That "unable to find matching kernel for..." line concerns me.  The core file is about 4GB in size; I didn't want to upload it and blow out any storage limits.  If anyone's interested in seeing it, let me know and I can try to figure out another place to upload it.

This did _not_ start because I upgraded to 12.1.  In fact, it was happening in 12.0 as well; I was half-hoping I somehow bungled the upgrade to 12.0, and I just pushed through an upgrade to 12.1.  That didn't seem to matter in the least.

Helllllp? 

Hardware, for the record:

Supermicro MBD-X10SAT-O motherboard
Intel Core i7 4790 CPU
16GB DDR3
Thanks


----------



## SirDice (Jan 22, 2020)

jasonvp said:


> Since around Christmas, and perhaps even further back, my NAS has started crashing randomly.


If you haven't done any software updates or installed anything (hard or software) then it's very likely a hardware problem. I'd start by checking for memory errors, then check your disks. 



jasonvp said:


> Supermicro MBD-X10SAT-O motherboard
> Intel Core i7 4790 CPU
> 16GB DDR3


Mainboard seems to support ECC memory, do you have that or did you use 'regular' non-ECC memory?


----------



## jasonvp (Jan 22, 2020)

SirDice said:


> I'd start by checking for memory errors, then check your disks.



Thanks.  Wouldn't disk errors pop up in logs?  The `zpool` command shows no concerns.  And as for memory, the only accepted way to test that is with memtest86, correct?



> Mainboard seems to support ECC memory, do you have that or did you use 'regular' non-ECC memory?



Non-ECC.  The CPU in it is a desktop one, not a Xeon.  ECC wouldn't work with that CPU.  The motherboard supports both types of CPUs, too.


----------



## SirDice (Jan 22, 2020)

jasonvp said:


> Wouldn't disk errors pop up in logs? The  zpool command shows no concerns.


Not necessarily. Check your disks with sysutils/smartmontools and look at the SMART data of each disk. This won't provide conclusive evidence a disk is broken but there are certainly a lot of indicators to verify. Disks tend not to last forever. 



jasonvp said:


> Non-ECC. The CPU in it is a desktop one, not a Xeon. ECC wouldn't work with that CPU. The motherboard supports both types of CPUs, too.

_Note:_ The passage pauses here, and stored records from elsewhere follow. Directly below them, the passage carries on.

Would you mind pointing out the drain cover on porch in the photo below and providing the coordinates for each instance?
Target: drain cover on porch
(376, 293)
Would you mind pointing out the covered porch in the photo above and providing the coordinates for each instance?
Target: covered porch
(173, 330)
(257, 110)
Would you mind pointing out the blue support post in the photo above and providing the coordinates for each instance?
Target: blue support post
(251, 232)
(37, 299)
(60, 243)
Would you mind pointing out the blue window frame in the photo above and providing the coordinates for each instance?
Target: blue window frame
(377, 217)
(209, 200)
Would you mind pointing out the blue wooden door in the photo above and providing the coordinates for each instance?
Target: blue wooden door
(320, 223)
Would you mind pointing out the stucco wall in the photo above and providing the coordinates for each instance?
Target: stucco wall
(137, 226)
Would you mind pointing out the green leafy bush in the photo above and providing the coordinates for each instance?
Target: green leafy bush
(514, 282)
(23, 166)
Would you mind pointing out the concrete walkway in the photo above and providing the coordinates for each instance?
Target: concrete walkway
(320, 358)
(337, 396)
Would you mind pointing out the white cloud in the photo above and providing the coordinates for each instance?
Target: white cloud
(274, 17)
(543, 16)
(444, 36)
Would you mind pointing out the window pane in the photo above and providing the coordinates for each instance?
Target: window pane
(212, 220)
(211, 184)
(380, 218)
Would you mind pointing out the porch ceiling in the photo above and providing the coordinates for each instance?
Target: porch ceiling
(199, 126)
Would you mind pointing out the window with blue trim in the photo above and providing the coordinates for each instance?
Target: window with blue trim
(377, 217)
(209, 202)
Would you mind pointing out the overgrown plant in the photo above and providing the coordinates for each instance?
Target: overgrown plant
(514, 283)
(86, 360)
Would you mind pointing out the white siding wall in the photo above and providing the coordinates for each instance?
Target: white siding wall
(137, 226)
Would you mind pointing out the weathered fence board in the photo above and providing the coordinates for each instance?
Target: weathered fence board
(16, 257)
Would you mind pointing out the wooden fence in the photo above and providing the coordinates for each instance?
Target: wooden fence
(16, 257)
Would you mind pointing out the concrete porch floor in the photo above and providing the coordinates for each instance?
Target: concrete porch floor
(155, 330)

That's a shame as ECC would complain if a memory error happens. A lot of times the error can be corrected so you don't get "real" memory errors while you wait for the spare parts to arrive.


----------



## jasonvp (Jan 22, 2020)

SirDice said:


> Not necessarily. Check your disks with sysutils/smartmontools and look at the SMART data of each disk. This won't provide conclusive evidence a disk is broken but there are certainly a lot of indicators to verify. Disks tend not to last forever.



Fair call but bad disks _shouldn't_ (...) cause GPFs.  Note the emphasis.  Anyway, no SMART errors or bad indicators of any sort on all nine drives.



> That's a shame as ECC would complain if a memory error happens.



Sure, and increase the cost of the rig because I needed to buy ECC RAM _and_ a Xeon to go with it. ;-)


----------



## SirDice (Jan 22, 2020)

jasonvp said:


> Fair call but bad disks _shouldn't_ (...) cause GPFs.


True for normal operations, yes. Except when the bad part is in your swap partition. Then it's possible some bad data gets swapped back into memory which could cause all sorts of havoc.



jasonvp said:


> Sure, and increase the cost of the rig because I needed to buy ECC RAM _and_ a Xeon to go with it. ;-)


Yeah, I know. I have one machine with a dual Xeon and 96GB ECC memory. It was a surplus machine and it was donated to me. But yeah, I'm spoiled.


----------



## jasonvp (Jan 22, 2020)

SirDice said:


> True for normal operations, yes. Except when the bad part is in your swap partition. Then it's possible some bad data gets swapped back into memory which could cause all sorts of havoc.



Having already thought of that, I disabled the swap partition and let the rig run along with "only" 16GB.  It still tanked in the same fashion at one point not to long ago.  So while that's a great suggestion and idea, I don't think that's the snag here.


----------



## tingo (Jan 28, 2020)

Do you have any non-zfs filesystems on that machine? If so, have you run a thorough fsck(8) on them (I can't remember the details, it's in the man page).


----------



## jasonvp (Jan 28, 2020)

tingo said:


> Do you have any non-zfs filesystems on that machine?



All filesystems are ZFS.

I've since replaced the RAM with new DDR3 sticks to see if that helps.  So far, the rig has been up for four days and counting, which is saying something.  If I make it a month without a crash, I'll call the problem licked.


----------



## SirDice (Jan 29, 2020)

jasonvp said:


> So far, the rig has been up for four days and counting, which is saying something.


Nice. So it sounds like the old memory was probably bad.

One way to really push a machine is to do a full build(7) (`make -j8 buildworld` for example on an 8 core machine). Just the build, no need to install anything from it. The build process is quite CPU, I/O and memory heavy so any bad hardware typically shows up quite quickly that way.


----------